If the rates of erosion worldwide suggested are close to accurate, we are in a lot of trouble, and very soon.  I find it hard to believe, just looking out my backyard.  But I see pictures on here all the time with dust blowing, gullies and washouts.  Here, with snow and frost half the year, and bare ground for a few weeks at most, I've never seen erosion.  In recent years, the soil has rarely ever been dry enough to even make dust.  Runoff is crystal clear.  The only gully I've seen is where I started it with a drainage ditch in mellow black soil that was brand new, and the dirt settled into its own delta shortly after.  Of course, we mostly have clay and we are mostly flat, which may explain a lot.  So is erosion still happening here and it is just too slow to see in a human time frame?  The degradation of our soil however is painfully obvious, and the oldest is barely 100 years old now.  I've got kids who want to farm, and I take the sustainability of what we do very seriously.  It is too bad that doing the right thing usually requires time and money now, for a payback generations later.  

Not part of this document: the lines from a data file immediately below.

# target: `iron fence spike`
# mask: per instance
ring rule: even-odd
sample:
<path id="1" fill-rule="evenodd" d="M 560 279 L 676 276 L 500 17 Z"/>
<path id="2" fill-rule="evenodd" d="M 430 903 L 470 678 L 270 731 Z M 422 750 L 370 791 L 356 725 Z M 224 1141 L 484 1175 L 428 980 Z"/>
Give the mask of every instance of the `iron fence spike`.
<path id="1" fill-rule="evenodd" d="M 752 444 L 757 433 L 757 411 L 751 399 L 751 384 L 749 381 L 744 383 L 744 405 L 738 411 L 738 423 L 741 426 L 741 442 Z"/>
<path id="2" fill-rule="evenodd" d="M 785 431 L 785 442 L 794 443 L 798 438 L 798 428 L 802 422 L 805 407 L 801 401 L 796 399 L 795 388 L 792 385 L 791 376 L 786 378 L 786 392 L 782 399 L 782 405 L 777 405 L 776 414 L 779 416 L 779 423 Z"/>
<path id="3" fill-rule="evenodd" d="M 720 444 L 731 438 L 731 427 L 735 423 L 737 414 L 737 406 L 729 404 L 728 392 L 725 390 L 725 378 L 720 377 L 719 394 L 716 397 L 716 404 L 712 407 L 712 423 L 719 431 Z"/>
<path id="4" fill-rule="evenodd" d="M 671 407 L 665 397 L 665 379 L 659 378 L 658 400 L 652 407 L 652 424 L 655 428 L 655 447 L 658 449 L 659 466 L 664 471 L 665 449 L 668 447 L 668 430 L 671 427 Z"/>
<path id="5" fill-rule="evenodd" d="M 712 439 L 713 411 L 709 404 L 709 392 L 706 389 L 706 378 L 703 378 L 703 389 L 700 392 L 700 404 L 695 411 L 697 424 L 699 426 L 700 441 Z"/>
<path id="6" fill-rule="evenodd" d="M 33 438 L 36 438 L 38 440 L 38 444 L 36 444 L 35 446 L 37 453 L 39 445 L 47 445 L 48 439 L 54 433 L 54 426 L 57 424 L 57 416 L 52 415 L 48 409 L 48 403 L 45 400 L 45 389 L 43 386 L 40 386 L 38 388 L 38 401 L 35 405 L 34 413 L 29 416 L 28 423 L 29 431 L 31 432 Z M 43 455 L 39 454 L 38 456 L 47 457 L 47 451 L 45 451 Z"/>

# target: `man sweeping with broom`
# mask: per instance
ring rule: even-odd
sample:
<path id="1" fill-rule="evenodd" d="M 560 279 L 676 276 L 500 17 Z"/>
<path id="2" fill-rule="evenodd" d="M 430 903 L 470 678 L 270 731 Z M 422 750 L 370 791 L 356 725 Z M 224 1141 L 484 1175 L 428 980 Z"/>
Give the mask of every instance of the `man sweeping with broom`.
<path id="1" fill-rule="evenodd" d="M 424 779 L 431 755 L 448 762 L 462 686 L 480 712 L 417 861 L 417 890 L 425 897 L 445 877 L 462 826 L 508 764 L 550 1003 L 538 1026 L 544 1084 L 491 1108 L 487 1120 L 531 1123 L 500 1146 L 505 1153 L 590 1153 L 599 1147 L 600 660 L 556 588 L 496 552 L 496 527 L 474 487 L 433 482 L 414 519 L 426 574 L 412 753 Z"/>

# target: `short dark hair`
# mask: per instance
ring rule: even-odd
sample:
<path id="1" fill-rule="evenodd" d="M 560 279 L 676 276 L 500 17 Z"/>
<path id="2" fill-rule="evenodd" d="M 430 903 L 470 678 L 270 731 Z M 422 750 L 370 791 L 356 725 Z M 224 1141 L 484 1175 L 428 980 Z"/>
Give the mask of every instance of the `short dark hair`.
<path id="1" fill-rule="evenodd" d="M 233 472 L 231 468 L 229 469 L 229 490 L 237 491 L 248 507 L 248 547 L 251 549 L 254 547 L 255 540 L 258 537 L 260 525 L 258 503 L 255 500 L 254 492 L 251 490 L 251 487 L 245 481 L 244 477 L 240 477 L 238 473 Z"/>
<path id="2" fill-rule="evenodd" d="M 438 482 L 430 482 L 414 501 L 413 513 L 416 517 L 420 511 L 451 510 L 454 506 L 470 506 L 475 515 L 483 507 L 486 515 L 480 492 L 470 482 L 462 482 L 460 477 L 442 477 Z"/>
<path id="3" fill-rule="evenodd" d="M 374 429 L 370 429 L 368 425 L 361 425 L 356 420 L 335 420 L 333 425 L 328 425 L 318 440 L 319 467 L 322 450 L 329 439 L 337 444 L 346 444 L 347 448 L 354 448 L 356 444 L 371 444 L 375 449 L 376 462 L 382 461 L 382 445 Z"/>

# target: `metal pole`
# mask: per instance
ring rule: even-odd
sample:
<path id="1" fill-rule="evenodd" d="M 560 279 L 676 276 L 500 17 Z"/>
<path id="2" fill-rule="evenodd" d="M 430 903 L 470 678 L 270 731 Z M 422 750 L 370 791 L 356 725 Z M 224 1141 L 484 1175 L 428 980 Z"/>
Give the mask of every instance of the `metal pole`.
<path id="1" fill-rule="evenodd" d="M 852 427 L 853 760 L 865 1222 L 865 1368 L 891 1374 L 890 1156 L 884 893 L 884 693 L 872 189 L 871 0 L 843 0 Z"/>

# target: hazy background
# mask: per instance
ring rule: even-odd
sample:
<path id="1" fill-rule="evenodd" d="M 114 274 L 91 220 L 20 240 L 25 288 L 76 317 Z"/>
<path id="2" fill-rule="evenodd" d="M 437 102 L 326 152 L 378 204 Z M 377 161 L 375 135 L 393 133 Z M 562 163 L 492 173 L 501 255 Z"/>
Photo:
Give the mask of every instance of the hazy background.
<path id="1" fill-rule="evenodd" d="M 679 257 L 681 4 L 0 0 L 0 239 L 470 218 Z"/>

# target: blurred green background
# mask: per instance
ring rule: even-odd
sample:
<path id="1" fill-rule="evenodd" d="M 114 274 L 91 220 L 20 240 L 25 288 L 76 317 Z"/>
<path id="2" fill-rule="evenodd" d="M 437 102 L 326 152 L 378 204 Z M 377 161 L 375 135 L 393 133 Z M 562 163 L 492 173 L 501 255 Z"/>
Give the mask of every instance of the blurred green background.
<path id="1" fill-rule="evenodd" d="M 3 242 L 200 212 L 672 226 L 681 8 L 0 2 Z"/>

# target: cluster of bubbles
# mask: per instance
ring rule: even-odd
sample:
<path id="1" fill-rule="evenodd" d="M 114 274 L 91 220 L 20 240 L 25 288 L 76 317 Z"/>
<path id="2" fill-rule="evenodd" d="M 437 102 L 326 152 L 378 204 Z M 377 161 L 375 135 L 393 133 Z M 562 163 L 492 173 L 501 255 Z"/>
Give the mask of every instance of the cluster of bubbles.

So do I have backyarditis, and erosion really is that serious?  What is happening in your area?  Who has travelled the world and seen what is happening
I know when we were in the Black Sea region of Russia, I saw huge washouts of beautiful black soil after big rains, and it is quite flat ground, with little or no no-till in that area.

One way I look at things, the soil is still out there somewhere, not lost forever, much of it is still sitting in deltas in the Mediterranean, Black Sea, Caspian Sea, , Gulf of Mexico,  Mouths of the Amazon etc.  But, by the time we realize we need to get it back to where it came from, we may be also facing a shortage of the energy required to complete such a massive task.

I really want to spend some time on google earth and see some of this myself, since I don't think I will be going to Iraq or Syria in the next few days to see where it all started.

I do highly recommend the book to all fellow farmers, and for that matter, everyone who eats, I do however believe the section about modern agriculture could use more research and a more balanced view, possibly a lot less about global warming and anti-business.